These new products include a new open beacon format, tools and APIs for building apps and services on top of beacons, and a new developer-centric service for managing and monitoring large beacon deployments.

It’s no secret that Google has long been interested in Bluetooth beacons. About a year ago, we first heard about Google’s Nearby project, for example, which is also launching as an API today. While Nearby also uses other signals (WiFi, audio, etc.), BLE beacons are clearly at the center of Google’s efforts.

The first of Google’s new beacon products — and the cornerstone of its other initiatives — is the Eddystone format (named after an English lighthouse, in case you were wondering). This new format, which the company is releasing under the Apache 2.0 open source license on Github today, is meant to give developers a more robust and extensible way for working with beacons, as Google product manager Matthew Kulick told me earlier this week.

kontakt.io beaconGoogle has already worked with beacon hardware vendors like Bluvision, Estimote, Kontakt.io, Radius Networks and Signal360 to build the Eddystone format into their devices. The new format is completely platform agnostic (as long as the device supports BLE, it will support Eddystone) and any existing beacon can be made Eddystone-compatible with a firmware update.

On the API side, Google is launching two new APIs today for developers who want to use beacons for their apps. The Nearby API for Android and iOS now makes it easier for apps to find and communicate with devices and beacons that are — well — nearby. That may be an art exhibit or a bus stop (Google already worked with the transport authorities in Portland, OR to implement this).

The Proximity Beacon API then takes this a step further and helps developers associate a location and related data with beacons. That data is stored on Google’s servers.

Also new is Google’s new tool for beacon fleet management. “We want to make it easier to move from piloting your beacon-assisted apps to getting to scale,” Kulick said. When you use a lot of beacons in a stadium, for example, things quickly get challenging. Just getting access to the status of each beacon can be hard, Kulick noted. This new service sits on top of Google’s Eddystone telemetry framework and developers can then take this data and build their own services and dashboards on top of the data they get from this. For now, though, Google won’t offer it’s own dashboard. The company tells me it has no plans to charge for this service.
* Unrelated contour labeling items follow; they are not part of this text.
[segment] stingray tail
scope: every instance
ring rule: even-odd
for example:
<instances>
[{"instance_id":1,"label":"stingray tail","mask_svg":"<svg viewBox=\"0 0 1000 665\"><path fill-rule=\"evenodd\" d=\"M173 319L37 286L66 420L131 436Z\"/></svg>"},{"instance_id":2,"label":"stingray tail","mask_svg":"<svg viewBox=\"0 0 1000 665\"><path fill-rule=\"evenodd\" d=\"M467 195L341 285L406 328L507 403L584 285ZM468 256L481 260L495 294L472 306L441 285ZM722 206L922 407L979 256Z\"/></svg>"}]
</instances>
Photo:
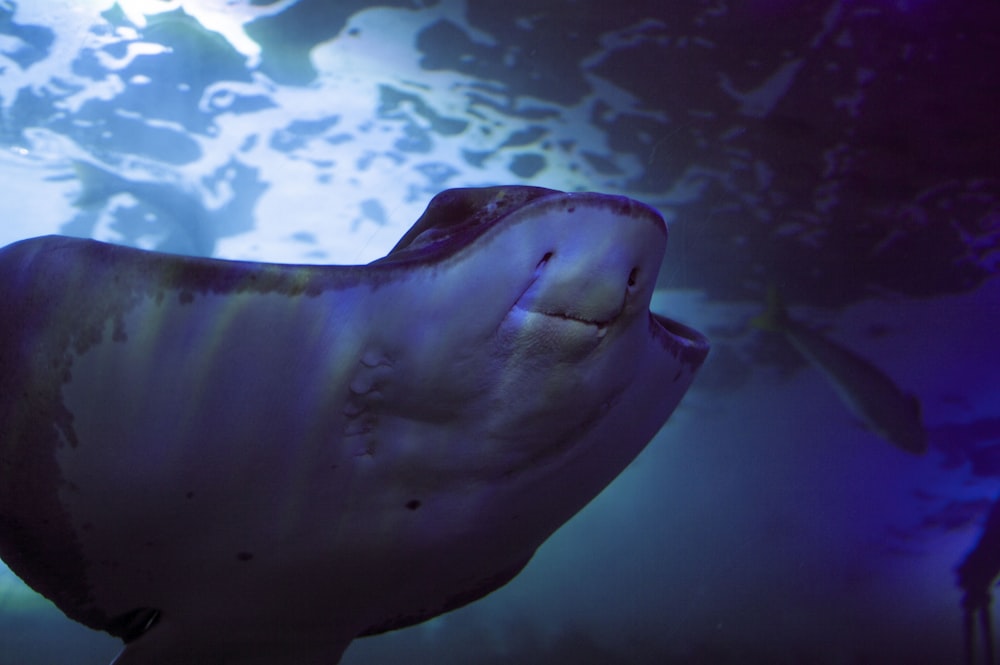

Google’s own products, of course, will also make use of this new technology. Google Maps users in Portland have been able to get beacon-based transit notifications since earlier this year and soon, Google Now will also be able to use this service to bring up contextual information, so when you are in a restaurant, you will be able to see the menu in Google Now, for example (though you should really, really put that phone down when you are in a restaurant…).